Columns dt$var1 and dt$var2 are not required outputs and can be left out.
dt[, outcome:= lengths(str_extract_all(input2, sub('[|]$', '',input1)))][]
input1 input2 outcome
1: A|B A|B|C|D|E|F 2
2: C|D| C|D|E|F|G 2
3: R|S|T R|S|T 3
4: A|B X|Y|Z 0
You could speed up the process by writing the code in either C++, C or Fortran. Lets look how the C++ code will look like:
Rcpp::cppFunction('
std::vector<int> count_intersect(std::vector<std::string> vec1,
std::vector<std::string> vec2, char split){
auto string_split = [=](std::string x) {
std::vector<std::string> vec;
std::string sub_string;
for(auto i: x){
if(i == split) {
vec.push_back(sub_string);
sub_string = "";
}
else sub_string+=i;
}
if(sub_string.size() > 0)vec.push_back(sub_string);
return vec;
};
auto count = [=](std::string input1, std::string input2){
std::vector<std::string> in1 = string_split(input1);
std::vector<std::string> in2 = string_split(input2);
int total = 0;
for (auto i: in1)
if(std::find(in2.begin(), in2.end(), i) != in2.end()) total += 1;
return total;
};
std::size_t len1 = vec1.size();
std::vector<int> result(len1);
for (std::size_t i = 0; i<len1; i++)
result[i] = count(vec1[i], vec2[i]);
return result;
}')
dt[, outcome:=count_intersect(input1, input2, "|")][]
input1 input2 outcome
1: A|B A|B|C|D|E|F 2
2: C|D| C|D|E|F|G 2
3: R|S|T R|S|T 3
4: A|B X|Y|Z 0
Doing the BenchMark: With really large data ie 200,000 rows:
bigdt <- mosaic::sample(dt, 200000, TRUE)[,1:2]
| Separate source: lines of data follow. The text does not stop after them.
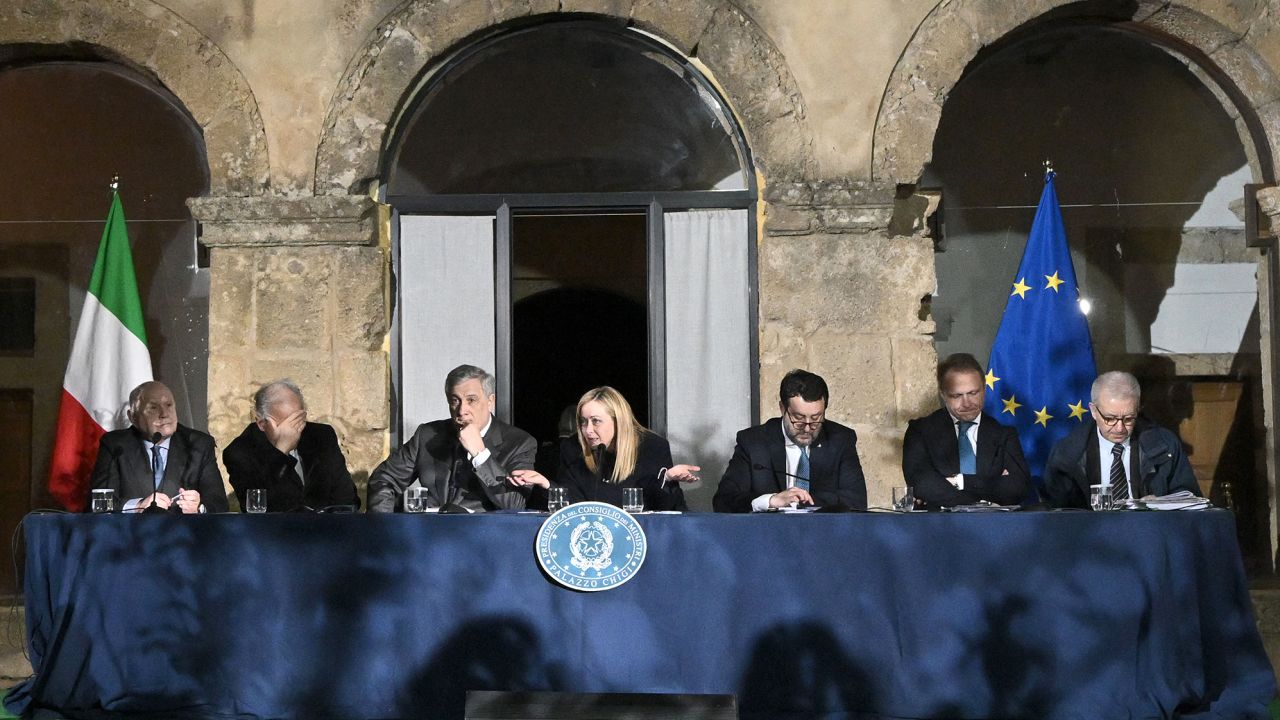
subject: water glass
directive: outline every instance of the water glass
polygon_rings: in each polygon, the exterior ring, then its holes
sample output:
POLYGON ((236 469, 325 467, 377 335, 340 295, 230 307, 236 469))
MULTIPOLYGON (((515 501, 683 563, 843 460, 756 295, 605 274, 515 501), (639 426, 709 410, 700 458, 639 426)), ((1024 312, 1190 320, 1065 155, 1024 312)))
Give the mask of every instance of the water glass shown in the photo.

inputs <- c("input1", "input2")
vars <- c("var1", "var2")
bench::mark(OP = {
bigdt <- transform(bigdt, var1 = I(strsplit(as.character(input1), "\\|")))
bigdt <- transform(bigdt, var2 = I(strsplit(as.character(input2), "\\|")))
bigdt <- transform(bigdt, outcome = mapply(function(x, y) sum(x%in%y), var1, var2))
},
r2evans = {
bigdt[, (vars) := lapply(.SD, strsplit, "|", fixed = TRUE), .SDcols = inputs
][, outcome := mapply(function(x, y) sum(x %in% y), var1, var2)]
},
r2evans2 = {bigdt[, outcome := mapply(function(x, y) sum(x %in% y),
strsplit(input1, "|", fixed = TRUE),
strsplit(input2, "|", fixed = TRUE)) ]},
onyambu = {
bigdt[, outcome:= lengths(stringr::str_extract_all(input2, sub('[|]$', '',input1)))]
},
onyambuCpp = bigdt[, outcome:=count_intersect(input1, input2, "|")],
relative = TRUE
)
A tibble: 5 x 13
expression min median `itr/sec` mem_alloc `gc/sec` n_itr n_gc total_time result memory time gc
<bch:expr> <dbl> <dbl> <dbl> <dbl> <dbl> <int> <dbl> <bch:tm> <list> <list> <list> <list>
1 OP 12.4 12.1 1 30.9 Inf 1 6 1.66s <data.table [200,000 x 5]> <Rprofmem> <bench_tm> <tibble>
2 r2evans 4.77 4.66 2.60 5.72 Inf 1 3 641.39ms <data.table [200,000 x 5]> <Rprofmem> <bench_tm> <tibble>
3 r2evans2 6.08 5.94 2.04 5.70 Inf 1 5 817.4ms <data.table [200,000 x 5]> <Rprofmem> <bench_tm> <tibble>
4 onyambu 7.36 7.20 1.68 2.47 NaN 1 0 990.19ms <data.table [200,000 x 5]> <Rprofmem> <bench_tm> <tibble>
5 onyambuCpp 1 1 12.1 1 NaN 4 0 549.54ms <data.table [200,000 x 5]> <Rprofmem> <bench_tm> <tibble>
Note that the the unit is relative, and CPP atleast 4* faster than the next method.